Larry “Doc” Sportello è un detective privato di Los Angeles che vive a Gordita Beach e al quale la sua ex fidanzata, Shasta, domanda aiuto per evitare che il suo attuale amante, il miliardario Mickey Wolfmman, sia spedito dalla moglie in un ospedale psichiatrico e conseguentemente interdetto.
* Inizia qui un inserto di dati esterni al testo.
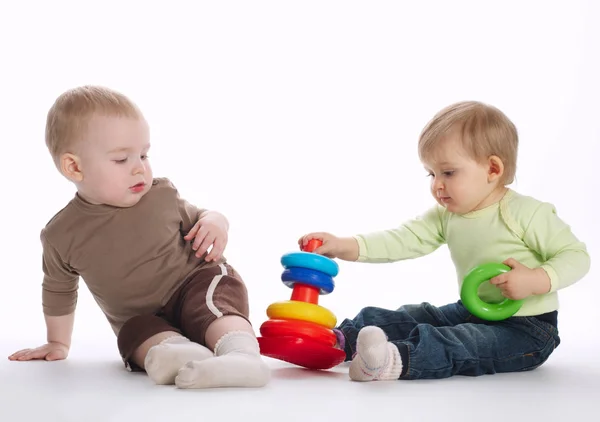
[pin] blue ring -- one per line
(322, 281)
(311, 261)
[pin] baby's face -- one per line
(114, 161)
(458, 182)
Un inno lisergico per la vita di un hippie mascherato da detective; intuitivo, poco avvezzo alle regole, suonato ma non troppo, probabile epigono dell’autore più celebre del post modernismo d’oltre oceano, inventore e capostipite di un genere che lo porta qui alla sua ultima, per ora, fatica letteraria, immediatamente, o quasi, tramutatasi nella settima pellicola di un Paul Thomas Anderson consapevole che difficilmente avrebbe potuto sbancare il botteghino ma comunque desideroso di portare sul grande schermo un inno ‘60ies alla belle epoque del mondo post Cielo Drive, poggiando sulle spalle di Joaquin Phoenix, già visto al servizio di Anderson in “The Master”, tutta la difficoltà di ben oltre tre ore di trama e qua tramutatosi in un epigono di Neil Young, con sandali basette di ordinanza, sullo sfondo di una metropoli che rigurgita degli ultimi definitivi bagliori della stagione dell’acquario.
Una pellicola impreziosita da musica di qualità, rigorosamente proveniente dagli ultimi anni ’60, con un cast nel quale fanno capolino alcuni attori di spicco come il caratterista Josh Brolin, Martin Short, Benicio Del Toro e Owen Wilson da vedere se siete nostalgici di un’America che non c’è quasi più, non badando eccessivamente a una trama che come si conviene nel post modernismo di Pynchon è capace di contorcersi su se stessa più e più volte risultando in più di una occasione incomprensibile.